Re: [HACKERS] tuplestore API problem

2009-04-01 Thread Tom Lane
Hitoshi Harada umi.tan...@gmail.com writes:
 I don't think advising or documenting such restriction to the future
 programmer is a good idea from the point of encapsulation. I've come
 up with an idea, that the read pointers remember their last slot as
 you suggest and materialize it when another slot comes in
 tuplestore_gettupleslot() and forget the former one.
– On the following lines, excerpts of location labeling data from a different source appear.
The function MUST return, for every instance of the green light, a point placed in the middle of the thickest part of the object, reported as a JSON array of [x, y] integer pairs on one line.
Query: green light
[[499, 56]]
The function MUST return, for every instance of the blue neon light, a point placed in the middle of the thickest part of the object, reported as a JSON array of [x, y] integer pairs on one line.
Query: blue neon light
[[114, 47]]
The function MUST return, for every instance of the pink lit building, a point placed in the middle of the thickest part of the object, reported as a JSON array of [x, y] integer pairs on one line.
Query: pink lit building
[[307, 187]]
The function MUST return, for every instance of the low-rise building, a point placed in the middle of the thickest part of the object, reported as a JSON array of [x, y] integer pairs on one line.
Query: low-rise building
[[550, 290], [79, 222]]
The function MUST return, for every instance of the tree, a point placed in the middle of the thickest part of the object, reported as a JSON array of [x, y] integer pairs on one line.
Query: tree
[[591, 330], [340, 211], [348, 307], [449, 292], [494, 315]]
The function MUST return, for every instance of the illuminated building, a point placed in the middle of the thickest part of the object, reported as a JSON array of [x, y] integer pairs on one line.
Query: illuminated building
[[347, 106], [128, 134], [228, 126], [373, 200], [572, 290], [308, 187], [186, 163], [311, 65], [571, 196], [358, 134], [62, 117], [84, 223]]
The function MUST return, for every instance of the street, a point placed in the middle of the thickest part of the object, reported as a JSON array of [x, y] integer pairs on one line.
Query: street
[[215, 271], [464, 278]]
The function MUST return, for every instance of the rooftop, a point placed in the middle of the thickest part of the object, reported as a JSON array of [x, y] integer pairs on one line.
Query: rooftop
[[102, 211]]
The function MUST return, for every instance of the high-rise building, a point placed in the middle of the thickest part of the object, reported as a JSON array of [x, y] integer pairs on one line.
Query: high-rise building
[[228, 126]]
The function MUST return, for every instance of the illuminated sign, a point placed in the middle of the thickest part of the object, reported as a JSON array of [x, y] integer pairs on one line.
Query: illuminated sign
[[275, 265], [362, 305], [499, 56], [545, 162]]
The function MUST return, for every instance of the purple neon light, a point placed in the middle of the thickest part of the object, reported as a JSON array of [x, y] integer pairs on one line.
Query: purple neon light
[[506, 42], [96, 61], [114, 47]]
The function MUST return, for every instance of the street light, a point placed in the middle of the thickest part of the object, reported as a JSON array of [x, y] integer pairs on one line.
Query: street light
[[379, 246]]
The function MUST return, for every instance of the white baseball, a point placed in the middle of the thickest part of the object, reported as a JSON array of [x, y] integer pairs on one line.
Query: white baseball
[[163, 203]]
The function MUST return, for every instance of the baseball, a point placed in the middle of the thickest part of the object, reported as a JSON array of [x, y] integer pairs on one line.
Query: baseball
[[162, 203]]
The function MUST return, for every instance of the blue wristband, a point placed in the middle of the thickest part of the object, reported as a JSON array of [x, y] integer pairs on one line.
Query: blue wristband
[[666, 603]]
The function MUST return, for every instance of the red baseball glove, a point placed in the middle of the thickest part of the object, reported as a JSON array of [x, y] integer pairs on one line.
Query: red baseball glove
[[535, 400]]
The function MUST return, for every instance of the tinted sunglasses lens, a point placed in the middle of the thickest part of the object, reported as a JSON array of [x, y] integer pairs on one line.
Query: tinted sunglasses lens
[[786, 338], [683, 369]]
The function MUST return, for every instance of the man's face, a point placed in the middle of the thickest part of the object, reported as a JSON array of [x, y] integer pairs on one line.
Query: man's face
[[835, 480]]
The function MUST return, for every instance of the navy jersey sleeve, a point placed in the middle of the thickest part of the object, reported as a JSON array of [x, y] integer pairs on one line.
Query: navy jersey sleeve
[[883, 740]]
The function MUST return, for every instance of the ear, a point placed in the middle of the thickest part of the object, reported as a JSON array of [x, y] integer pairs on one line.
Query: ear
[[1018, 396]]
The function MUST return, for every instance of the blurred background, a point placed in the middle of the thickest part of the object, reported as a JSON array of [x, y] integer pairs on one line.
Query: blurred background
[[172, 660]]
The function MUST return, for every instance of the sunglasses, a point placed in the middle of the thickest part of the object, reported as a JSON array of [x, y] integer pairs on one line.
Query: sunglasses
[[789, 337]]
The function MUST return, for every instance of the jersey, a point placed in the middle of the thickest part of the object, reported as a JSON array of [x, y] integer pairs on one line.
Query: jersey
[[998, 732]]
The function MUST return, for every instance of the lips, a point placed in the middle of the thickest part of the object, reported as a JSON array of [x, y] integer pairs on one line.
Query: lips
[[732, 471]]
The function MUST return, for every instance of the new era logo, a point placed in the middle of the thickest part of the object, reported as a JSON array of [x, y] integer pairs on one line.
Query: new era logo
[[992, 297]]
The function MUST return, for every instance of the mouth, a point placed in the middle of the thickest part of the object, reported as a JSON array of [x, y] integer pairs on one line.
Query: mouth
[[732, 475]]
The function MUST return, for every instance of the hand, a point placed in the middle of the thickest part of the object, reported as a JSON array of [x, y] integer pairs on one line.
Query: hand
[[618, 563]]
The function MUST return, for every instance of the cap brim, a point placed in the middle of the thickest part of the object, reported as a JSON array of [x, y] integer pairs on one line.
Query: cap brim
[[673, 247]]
By this, you
 don't need the restriction above, adding minimum penalty that is paid
 if and only if you pass more than one tupleslot to tuplestore, which
 doesn't seem to be occurred currently.

I think that the problem I found a couple days ago
http://archives.postgresql.org/pgsql-hackers/2009-03/msg01247.php
probably blows a hole in all these schemes.  After-the-fact
materialization of a TupleTableSlot won't protect any pass-by-reference
Datums that have already been fetched from that slot.  Perhaps we
could invent a coding rule that would prevent the situation, but
I think it would be awfully easy to mess up in any case where you
actually had a need to keep track of more than one current tuple.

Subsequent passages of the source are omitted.